Band leader and bassist Steve Harris once again led the creative charge behind Piece of Mind, single-handedly crafting its rousing, semi-speed-metal opener, "Where Eagles Dare"; its majestic closing epic, "To Tame a Land" (based on Frank Herbert's Dune novels); its relentlessly galloping centerpiece, "The Trooper"; and the comparatively modest "Quest for Fire."
Luckily, Harris was now able to count on more significant help with these songwriting chores, thanks to the steadily increasing contributions of guitarist Adrian Smith and the emergence of vocalist Bruce Dickinson, who had joined too late to add his ideas to The Number of the Beast.
Listen to Iron Maiden's 'Revelations'
Smith and Dickinson penned Piece of Mind's breakout single, "Flight of Icarus"; a serviceable album cut in "Sun and Steel"; and also collaborated with Harris on the clever, future live favorite, "Die With Your Boots On." Dickinson also showed what he was capable of on the multi-faceted "Revelations."
Founding guitarist Dave Murray pitched in by co-writing the interestingly nuanced, lyrically inspired "Still Life" with Harris. The song was complete with faux-Satanic backward messages for an intro, designed to freak out all those who wanted to freak out over such things.

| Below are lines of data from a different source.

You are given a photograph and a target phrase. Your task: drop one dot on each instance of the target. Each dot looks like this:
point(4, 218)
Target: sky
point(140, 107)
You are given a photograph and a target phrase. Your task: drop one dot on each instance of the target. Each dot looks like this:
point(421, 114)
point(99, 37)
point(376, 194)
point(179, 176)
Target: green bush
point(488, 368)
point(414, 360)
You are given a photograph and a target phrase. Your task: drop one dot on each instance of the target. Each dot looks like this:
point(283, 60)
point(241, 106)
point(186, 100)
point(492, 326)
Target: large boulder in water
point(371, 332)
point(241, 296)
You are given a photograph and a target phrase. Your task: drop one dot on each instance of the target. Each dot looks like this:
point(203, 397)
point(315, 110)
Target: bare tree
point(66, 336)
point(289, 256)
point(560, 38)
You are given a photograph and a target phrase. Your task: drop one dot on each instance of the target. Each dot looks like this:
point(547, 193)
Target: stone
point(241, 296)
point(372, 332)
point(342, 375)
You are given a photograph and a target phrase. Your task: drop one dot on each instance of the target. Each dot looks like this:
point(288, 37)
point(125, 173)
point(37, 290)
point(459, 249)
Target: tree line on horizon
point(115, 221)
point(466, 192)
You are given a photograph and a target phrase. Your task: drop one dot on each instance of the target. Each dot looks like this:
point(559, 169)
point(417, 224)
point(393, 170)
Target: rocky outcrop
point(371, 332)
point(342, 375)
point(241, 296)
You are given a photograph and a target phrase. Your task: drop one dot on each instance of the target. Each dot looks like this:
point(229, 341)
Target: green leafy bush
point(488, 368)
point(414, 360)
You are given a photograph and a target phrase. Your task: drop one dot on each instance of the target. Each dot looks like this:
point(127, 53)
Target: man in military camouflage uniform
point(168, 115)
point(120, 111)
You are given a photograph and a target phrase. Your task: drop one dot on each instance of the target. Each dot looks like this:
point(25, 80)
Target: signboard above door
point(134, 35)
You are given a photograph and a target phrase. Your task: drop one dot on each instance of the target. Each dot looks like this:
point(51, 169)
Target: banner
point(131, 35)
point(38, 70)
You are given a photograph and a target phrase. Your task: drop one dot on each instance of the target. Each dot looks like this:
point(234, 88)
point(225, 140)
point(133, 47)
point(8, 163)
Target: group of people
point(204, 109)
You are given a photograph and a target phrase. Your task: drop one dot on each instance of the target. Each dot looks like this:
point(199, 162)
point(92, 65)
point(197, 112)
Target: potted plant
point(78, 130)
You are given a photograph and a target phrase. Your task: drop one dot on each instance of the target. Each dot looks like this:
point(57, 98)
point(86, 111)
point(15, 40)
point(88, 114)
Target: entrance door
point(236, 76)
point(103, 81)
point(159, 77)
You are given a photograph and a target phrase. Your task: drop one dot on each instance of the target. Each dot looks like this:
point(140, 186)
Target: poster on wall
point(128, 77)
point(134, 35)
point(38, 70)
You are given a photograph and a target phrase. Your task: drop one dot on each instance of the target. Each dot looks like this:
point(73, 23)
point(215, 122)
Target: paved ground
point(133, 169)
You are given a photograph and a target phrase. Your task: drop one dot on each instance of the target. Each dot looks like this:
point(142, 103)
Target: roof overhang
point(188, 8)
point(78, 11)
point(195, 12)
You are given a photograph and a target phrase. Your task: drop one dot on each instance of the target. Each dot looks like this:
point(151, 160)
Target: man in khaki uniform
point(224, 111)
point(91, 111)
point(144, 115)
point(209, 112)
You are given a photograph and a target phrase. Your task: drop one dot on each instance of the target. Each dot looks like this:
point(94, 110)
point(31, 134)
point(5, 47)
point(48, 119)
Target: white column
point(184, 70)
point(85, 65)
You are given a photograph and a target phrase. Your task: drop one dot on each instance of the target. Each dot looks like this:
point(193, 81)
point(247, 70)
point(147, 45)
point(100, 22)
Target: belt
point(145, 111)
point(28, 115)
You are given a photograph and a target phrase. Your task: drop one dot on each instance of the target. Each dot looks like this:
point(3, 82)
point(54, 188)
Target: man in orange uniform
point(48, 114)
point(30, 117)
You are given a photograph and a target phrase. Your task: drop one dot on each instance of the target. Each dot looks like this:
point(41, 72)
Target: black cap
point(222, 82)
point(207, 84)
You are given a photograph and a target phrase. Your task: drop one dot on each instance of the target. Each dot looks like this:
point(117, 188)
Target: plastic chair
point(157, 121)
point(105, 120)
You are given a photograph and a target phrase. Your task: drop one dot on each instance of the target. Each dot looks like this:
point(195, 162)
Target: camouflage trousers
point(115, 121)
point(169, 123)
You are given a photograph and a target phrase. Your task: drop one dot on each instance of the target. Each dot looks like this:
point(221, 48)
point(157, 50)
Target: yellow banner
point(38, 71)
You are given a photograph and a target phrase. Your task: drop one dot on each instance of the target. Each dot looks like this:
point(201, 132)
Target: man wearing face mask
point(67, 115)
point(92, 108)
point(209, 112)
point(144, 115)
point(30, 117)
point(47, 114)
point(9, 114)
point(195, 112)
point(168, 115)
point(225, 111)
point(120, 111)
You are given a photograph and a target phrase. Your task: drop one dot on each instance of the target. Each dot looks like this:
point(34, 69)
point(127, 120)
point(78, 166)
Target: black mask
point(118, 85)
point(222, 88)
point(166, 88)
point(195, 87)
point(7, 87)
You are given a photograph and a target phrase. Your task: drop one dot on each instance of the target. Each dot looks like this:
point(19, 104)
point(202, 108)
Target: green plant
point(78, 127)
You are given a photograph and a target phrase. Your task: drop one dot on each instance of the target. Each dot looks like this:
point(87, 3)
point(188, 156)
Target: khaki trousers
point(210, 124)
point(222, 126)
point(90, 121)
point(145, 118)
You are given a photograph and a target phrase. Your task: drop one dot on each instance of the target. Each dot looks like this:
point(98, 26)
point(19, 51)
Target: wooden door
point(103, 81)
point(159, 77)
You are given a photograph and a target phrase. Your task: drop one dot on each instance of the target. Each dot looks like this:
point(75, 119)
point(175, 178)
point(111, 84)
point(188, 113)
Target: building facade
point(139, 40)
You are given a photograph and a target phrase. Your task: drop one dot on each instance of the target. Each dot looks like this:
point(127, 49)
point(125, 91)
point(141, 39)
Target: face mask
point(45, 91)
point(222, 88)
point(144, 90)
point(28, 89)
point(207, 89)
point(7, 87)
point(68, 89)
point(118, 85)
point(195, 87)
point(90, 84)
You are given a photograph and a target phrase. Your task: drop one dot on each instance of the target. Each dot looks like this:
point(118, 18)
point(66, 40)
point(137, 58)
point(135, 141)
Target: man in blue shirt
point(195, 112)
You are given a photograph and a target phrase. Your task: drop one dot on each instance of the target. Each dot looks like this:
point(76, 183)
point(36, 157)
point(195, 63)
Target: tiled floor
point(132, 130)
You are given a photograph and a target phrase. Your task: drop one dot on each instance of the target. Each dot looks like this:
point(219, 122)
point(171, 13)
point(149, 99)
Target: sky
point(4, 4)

Finally, Piece of Mind signaled the arrival of new drummer Nicko McBrain. He filled the rather large shoes left by the much-loved Clive Burr with greater technical proficiency, in place of Burr’s celebrated "feel." McBrain did it without sacrificing his personal, virtually unique, jazz-tight drum sound, which several critics actually deemed "not forceful enough" for metal at the time.
No one could have known at the time, but Iron Maiden had at last secured the "classic" lineup that would remain unchanged (including the vital support team of strong-armed managers Rod Smallwood and Andy Taylor, producer extraordinaire Martin Birch and even-faithful cover illustrator, Derek Riggs, among others) for their decisive, glorious push towards universal recognition over the next five years.
And to think it all began with the simple decision to lobotomize their mascot.